Wild, review of Mike Bartlett's new play at the Hampstead

Mike Bartlett is one of our most provocative and individual playwrights: you never know what he's going to do next. From a kaleidoscopic portrait of modern London life in Earthquakes in London (seen at the National) to a claustrophobic, voyeuristic portrait of a couple who allow strangers to shoot darts that send them to sleep in exchange for housing in Game (at the Almeida), and from a chilling account of office politics in Bull (Young Vic) to an imagined political future that follows royal succession in King Charles III (Almeida, West End and Broadway), there's hardly a contemporary playwright working who surprises more.


His latest provocation Wild starts out looking conventional enough: a 28-year-old man is on the run in a Russian hotel room, and is visited in turn by two people -- possibly there to protect him, possibly to interrogate his motives. It's not just that Jack Farthing, the actor playing him, bears a passing resemblance to Edward Snowden but also that the circumstances are nearly identical that put one in mind of that world changing (and life changing for him) release of documents that showed the extent of state surveillance; and as they play a cat-and-mouse game with him, Bartlett rehearses familiar arguments about trust and how that fundamental contract has been breached: by the state, but also by this young man. And at a high cost to both.

So far, so relatively familiar -- though worth hearing again. But as often with Bartlett, there's a big trick up his and his director James Macdonald's sleeve that skewers everything that has gone before.  I'm not going to give it away here, but suffice it to say that we can't always believe where we are, let alone believe what we see.

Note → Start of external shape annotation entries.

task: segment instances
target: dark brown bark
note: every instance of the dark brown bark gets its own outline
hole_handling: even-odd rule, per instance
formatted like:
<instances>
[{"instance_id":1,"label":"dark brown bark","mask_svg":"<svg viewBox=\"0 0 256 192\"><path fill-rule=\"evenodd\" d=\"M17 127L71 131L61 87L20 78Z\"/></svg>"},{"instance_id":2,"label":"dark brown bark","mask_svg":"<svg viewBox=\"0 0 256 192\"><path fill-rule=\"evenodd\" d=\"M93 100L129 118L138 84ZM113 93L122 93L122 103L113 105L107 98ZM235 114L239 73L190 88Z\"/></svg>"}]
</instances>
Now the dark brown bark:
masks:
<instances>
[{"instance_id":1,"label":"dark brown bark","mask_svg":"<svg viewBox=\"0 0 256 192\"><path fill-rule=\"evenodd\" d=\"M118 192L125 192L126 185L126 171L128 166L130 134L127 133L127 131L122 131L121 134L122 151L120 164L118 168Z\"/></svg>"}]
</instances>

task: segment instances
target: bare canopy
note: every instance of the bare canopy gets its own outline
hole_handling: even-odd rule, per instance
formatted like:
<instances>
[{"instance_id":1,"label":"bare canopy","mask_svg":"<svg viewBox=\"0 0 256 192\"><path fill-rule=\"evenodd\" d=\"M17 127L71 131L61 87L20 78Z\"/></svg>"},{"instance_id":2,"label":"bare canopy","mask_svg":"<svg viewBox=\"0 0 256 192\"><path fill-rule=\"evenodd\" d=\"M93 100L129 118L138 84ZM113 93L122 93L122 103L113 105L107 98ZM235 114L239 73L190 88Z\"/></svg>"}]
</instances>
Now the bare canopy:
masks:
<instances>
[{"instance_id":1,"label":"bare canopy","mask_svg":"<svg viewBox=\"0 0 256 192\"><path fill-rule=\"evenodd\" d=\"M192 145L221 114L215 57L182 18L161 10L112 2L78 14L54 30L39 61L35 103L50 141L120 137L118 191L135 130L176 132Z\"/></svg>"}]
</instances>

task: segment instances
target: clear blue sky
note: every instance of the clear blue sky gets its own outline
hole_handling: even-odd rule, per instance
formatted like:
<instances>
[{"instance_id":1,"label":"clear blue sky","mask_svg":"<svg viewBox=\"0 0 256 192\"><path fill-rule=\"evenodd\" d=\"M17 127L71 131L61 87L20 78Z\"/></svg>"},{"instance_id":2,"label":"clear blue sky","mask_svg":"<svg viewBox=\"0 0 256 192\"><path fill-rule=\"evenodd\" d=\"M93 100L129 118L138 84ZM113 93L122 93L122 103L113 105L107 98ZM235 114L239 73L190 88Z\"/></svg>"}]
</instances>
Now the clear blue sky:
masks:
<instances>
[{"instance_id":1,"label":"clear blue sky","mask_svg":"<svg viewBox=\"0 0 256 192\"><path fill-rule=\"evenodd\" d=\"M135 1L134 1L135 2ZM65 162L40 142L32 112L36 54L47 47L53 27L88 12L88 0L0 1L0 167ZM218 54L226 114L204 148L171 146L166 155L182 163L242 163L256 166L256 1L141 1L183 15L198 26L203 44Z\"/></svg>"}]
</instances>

Designer Miriam Buether delivers a coup de theatre that provides an astonishing denouement to the play -- both virtually upstaging it, in every sense, but also proving its thesis.

Wild by Mike Bartlett

Directed by James Macdonald, Hampstead Theatre, 11 Jun - 16 July 2016.


What the Press Said...

"Mike Bartlett's new play is not a journey, or a story. This is a ride — a funfair ride ."

Ann Treneman for The Times

"The production's wizardry can't compensate for the limpness of the writing, which prefers faintly amusing and largely predictable twists to meaty arguments and characterisation."